Sgt Edward Perkins, from Tunbridge wells, is buried at Gloucester cemetery
Image caption Sgt Edward Perkins and two others were killed when their plane crashed in 1942

Three wartime airmen killed in a crash during a practice flight in Gloucestershire could be commemorated.

Seventy years ago, the Avro Anson plane carrying the three crew members crashed 25 minutes after taking off from RAF Staverton on a practice bombing flight.

The site, now Gloucestershire Airport, is hoping to erect a permanent memorial for this and other accidents.

Airport bosses would like to establish a definitive history before creating a memorial and are appealing for help.

'Ultimate sacrifice'

On 24 August 1942, the twin-engined Avro Anson aircraft struck high ground at Stockend Wood, north of Stroud.

The three killed were pilot Sgt Edward Perkins, 20, Leading Aircraftman (LAC) Lawrence Roper, 29 and LAC Brian Cross, 21.

Sgt Perkins and LAC Roper are buried at Gloucester cemetery and LAC Cross is remembered on the cloister panels at Cheltenham crematorium.

Darren Lewington, from the airport, said: "We would like to establish a definitive history before erecting a permanent memorial at the airport for those who made the ultimate sacrifice while serving at Staverton.

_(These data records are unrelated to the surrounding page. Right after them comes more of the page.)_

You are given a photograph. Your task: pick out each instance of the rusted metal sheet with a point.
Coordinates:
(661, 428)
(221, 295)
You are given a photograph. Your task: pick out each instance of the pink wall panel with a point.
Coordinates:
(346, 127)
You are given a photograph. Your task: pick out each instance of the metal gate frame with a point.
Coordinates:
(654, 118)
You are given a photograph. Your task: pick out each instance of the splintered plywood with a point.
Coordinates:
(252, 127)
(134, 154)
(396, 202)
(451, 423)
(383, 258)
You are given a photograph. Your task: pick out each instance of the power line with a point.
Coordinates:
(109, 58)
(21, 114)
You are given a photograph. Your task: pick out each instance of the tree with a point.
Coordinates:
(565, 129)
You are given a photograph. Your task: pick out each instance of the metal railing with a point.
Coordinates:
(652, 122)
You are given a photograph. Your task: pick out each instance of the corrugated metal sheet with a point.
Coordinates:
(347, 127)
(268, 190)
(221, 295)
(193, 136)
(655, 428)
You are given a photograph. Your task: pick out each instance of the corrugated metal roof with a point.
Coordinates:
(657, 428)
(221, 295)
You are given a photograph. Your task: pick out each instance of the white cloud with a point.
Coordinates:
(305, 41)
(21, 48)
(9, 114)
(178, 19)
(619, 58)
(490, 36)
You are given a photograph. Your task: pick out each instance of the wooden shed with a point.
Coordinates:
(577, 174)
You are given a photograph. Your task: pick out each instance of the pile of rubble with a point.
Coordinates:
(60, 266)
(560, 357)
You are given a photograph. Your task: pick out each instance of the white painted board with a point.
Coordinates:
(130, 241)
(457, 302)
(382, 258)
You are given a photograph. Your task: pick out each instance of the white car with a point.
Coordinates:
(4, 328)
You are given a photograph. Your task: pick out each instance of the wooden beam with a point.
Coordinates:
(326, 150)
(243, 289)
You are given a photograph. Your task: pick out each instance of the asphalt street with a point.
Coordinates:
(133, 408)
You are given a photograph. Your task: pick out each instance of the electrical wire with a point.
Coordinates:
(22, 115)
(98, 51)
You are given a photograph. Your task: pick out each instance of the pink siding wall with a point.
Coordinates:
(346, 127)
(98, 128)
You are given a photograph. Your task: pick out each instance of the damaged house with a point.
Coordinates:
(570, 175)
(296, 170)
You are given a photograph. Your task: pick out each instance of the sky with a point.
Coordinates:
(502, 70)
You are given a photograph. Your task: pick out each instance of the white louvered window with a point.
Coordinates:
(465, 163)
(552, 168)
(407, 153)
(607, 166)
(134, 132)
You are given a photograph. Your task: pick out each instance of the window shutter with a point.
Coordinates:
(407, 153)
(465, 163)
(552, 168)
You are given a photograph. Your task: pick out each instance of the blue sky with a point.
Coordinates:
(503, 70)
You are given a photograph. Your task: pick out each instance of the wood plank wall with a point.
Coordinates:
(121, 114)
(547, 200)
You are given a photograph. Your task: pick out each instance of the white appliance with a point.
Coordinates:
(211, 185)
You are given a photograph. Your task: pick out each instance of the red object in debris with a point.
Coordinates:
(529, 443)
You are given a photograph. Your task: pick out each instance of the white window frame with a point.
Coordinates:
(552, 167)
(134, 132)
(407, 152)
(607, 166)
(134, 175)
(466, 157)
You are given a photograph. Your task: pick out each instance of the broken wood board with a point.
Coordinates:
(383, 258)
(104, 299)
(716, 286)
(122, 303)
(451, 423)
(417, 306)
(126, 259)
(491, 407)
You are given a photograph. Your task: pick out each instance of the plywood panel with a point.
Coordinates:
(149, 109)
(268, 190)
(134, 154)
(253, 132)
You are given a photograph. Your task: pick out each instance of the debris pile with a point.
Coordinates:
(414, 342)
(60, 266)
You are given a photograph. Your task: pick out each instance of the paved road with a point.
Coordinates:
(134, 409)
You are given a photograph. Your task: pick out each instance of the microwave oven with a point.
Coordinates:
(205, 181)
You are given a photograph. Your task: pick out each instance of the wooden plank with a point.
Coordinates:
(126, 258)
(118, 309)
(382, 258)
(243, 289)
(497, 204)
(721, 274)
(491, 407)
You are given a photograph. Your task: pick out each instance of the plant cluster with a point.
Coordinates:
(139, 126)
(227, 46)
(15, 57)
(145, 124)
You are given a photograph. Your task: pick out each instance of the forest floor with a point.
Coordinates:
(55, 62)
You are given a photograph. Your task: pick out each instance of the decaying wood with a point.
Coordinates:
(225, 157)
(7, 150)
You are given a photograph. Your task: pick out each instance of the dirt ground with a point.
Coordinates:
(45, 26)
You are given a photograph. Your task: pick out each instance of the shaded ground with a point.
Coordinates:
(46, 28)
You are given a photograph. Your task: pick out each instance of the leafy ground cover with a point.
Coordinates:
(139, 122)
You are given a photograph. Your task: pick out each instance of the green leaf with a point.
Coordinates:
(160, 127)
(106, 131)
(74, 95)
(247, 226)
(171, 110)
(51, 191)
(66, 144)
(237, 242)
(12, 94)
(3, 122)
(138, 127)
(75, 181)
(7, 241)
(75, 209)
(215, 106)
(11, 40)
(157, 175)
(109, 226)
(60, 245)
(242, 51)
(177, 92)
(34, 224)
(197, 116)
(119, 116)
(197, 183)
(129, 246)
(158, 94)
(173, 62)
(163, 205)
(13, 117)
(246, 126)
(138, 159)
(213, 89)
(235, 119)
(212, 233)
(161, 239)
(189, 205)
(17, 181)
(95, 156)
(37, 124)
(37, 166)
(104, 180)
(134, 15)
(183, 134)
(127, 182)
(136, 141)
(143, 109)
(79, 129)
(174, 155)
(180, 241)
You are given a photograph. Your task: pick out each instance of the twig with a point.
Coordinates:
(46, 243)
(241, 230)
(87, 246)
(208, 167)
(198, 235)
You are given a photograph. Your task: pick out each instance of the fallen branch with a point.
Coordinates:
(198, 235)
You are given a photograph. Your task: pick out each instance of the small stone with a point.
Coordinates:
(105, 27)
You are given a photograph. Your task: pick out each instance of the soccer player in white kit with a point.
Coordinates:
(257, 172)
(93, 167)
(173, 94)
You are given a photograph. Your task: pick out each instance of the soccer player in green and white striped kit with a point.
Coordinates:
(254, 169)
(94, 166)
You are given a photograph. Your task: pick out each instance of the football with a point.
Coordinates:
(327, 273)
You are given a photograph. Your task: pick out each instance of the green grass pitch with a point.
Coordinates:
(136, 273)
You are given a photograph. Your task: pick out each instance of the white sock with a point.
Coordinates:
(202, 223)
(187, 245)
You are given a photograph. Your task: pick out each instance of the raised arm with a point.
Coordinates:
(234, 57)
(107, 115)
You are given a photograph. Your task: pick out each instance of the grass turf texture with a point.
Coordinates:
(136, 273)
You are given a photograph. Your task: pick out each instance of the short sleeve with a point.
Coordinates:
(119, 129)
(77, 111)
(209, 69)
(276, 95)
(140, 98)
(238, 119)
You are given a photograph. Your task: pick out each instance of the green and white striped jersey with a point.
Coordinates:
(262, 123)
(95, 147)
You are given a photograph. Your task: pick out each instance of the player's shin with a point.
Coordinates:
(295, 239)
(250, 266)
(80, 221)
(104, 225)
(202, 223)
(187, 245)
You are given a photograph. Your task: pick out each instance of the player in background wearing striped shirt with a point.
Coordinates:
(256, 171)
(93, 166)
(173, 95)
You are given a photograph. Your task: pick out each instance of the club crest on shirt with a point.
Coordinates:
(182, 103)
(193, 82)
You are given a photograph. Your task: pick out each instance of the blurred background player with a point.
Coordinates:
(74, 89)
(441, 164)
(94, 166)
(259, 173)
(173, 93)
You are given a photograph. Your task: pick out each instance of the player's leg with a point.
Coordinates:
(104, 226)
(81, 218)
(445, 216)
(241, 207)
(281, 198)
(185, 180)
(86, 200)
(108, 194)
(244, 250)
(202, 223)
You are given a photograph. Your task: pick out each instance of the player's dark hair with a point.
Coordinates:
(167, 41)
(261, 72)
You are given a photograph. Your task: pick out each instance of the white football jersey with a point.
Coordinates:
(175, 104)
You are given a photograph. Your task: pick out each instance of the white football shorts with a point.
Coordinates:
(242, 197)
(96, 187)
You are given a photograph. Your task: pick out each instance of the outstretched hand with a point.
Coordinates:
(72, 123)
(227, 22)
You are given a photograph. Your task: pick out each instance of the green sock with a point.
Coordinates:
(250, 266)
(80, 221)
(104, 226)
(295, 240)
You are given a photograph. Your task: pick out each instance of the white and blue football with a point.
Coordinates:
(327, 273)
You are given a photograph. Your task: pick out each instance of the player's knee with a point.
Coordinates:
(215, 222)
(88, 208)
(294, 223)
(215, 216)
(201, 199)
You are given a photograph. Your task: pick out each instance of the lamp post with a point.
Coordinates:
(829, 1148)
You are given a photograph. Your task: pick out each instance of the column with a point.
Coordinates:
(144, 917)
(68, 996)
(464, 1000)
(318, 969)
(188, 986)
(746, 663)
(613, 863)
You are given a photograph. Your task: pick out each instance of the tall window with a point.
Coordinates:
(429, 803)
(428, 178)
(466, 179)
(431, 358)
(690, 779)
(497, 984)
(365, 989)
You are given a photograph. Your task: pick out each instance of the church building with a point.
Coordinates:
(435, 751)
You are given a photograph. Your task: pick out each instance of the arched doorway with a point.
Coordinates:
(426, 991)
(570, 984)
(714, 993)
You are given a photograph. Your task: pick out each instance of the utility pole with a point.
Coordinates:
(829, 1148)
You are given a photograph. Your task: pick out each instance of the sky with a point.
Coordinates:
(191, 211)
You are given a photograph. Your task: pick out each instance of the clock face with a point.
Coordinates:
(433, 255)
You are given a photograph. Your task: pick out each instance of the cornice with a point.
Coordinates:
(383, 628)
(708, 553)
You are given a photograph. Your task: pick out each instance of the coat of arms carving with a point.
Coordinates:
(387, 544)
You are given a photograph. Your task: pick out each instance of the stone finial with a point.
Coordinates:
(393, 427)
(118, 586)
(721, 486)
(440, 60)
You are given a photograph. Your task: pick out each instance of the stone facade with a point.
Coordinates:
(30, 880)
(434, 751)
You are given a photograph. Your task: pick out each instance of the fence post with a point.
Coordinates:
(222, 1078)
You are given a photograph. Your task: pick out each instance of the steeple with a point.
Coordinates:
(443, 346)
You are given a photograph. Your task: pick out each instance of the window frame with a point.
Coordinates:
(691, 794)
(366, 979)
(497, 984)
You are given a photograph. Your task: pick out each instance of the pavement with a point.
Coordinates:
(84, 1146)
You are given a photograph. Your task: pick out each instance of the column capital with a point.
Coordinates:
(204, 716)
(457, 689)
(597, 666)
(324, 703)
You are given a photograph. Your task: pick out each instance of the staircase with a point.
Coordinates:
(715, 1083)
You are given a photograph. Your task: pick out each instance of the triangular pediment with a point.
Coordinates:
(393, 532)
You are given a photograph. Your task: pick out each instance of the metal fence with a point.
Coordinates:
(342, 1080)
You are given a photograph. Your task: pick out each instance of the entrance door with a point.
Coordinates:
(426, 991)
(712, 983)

"We are proud of our RAF past and believe it should be commemorated. We'd be keen to hear from anyone who can help us to piece together the history jigsaw.

"We know there were a number of accidents during the war years and further service personnel killed in enemy raids on the airfield."

Mr Lewington added that RAF Staverton was principally the base of No.6 Air Observer and Navigation School.

"The unit trained many hundreds of aircrews from around the Commonwealth who went on to serve with such great distinction in Bomber Command."